There are several limitations of our study which should be taken into
account when interpreting our results. HBV or HCV status was not
available for all patients in EuroSIDA. Data on HCV or HBV viraemia
was not available to determine if the disease was active. It is
possible that the proportion of patients with active disease has
changed over time due to increased survival. Our finding of an
increased rate of deaths due to LRD over time was however independent
of HCV or HBV status, and it is unlikely information about unknown HBV
or HCV status or HCV viraemia would substantially alter these
findings. We found similar results in analyses limited to those with
known HBV or HCV status, or among IDUs. We did not adjust for HIV
viral load as this data was missing from a number of patients, and
particularly before 1997 when this test was introduced as part of
routine clinical care. We have no data on current illicit drug use,
alcohol use or adherence to cART, all of which are potentially related
to deaths due to LRD. We have routinely collected data on cause of
death since the study started in 1994, and a rigorous data quality
assurance system is in place. However, in recognition of the
increasing complexity involved with determining the cause of death in
patients with HIV, EuroSIDA is an active participant in the CoDe
project (details at www.cphiv.dk/ ) which aims to produce a uniform
coding system for cause of death that can be applied to studies of
individuals with HIV. This may also allow an improved classification
of the actual pathogenesis which underlies any death. For example, it
will allow us to distinguish between deaths from LRD resulting from
treatment toxicity, hepatitis-associated end-stage liver disease or a
HIV-associated opportunistic infection which involves the liver.

To conclude, we found a significant increase over time across Europe
in the death rates from LRD in patients with similar CD4 cell counts.

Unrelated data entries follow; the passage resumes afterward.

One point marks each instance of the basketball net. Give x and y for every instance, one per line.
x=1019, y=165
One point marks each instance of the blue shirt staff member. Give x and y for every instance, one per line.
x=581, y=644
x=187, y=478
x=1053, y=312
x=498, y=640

Combination antiretroviral therapy reduced the death rate from LRD,
apparently by increasing the CD4 cell count. In patients who had
started cART and with similar CD4 cell counts, longer exposure was
associated with an increased death rate from LRD. This may be due to
progression of liver disease due to hepatitis B or C over time as
patients survive longer, worsening of chronic hepatitis due to direct
liver toxicity of antiretrovirals, or some other factor. cART
continues to have a major benefit for reducing the risk of AIDS or
HIV-related deaths, and in reducing liver-related deaths, and the
increased death rate from LRD with longer exposure to combination
therapy should be balanced against its many benefits.